The leader of the Conservative administration at County Hall managed to retain power during a secret ballot of the Tory group last week.
Mr Mitchell faced a challenge to his authority from cabinet member Ian Hudspeth and Thame and Chinnor councillor Nick Carter.
During the last 12 months, the Conservative-run council has announced a raft of unpopular savings, including cuts to adult social care, libraries and youth services.
All 52 Conservative county councillors were balloted and under group rules the winner needed to win the support of half.
Sources confirmed Mr Mitchell, who has been the Conservative leader since 1999 and council leader since 2001, won 28 votes.
It was just two votes more than the 26 he needed to win outright.
Mr Hudspeth, who is the cabinet member responsible for infrastructure, received 16 votes and Mr Carter had the support of eight of his colleagues.
It is understood the leadership challenge, which took place at the annual meeting of the Conservative group, is the first one Mr Mitchell has faced in recent years.
The vote comes at the end of a turbulent nine months for the council in which it has had to announce unprecedented cuts of £119m over the next four years.
We contacted all three leadership contenders this week. Both Mr Hudspeth and Mr Carter declined to comment. Mr Mitchell did not return our calls.
Tory cabinet members also remained tight-lipped on the leadership challenge.
But Conservative councillor for Didcot Ladygrove Bill Service said of the challengers: “They both believed it was time for a leadership challenge...so they put their challenge in.
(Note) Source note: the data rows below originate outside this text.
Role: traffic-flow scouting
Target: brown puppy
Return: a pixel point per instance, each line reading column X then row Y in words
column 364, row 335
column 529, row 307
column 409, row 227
“There is no bad feeling or bad blood.”
Mr Service said it was the right time for a contest to be held as it would have given any new leader time to establish themselves before the next county council election in 2013.
Although the Didcot councillor did not attend the meeting, he confirmed he voted for Mr Mitchell by proxy.
Mr Mitchell, who describes himself as “proud to be politically incorrect” on his council profile page, has been involved in several public spats.
He challenged leading authors, such as Phillip Pullman and Colin Dexter, on their opposition to the county’s plan to cut £2m from its library service budget, suggesting they had an “undeclared vested interest”.
The leader infamously branded student fees protesters who stormed County Hall as “oiks”.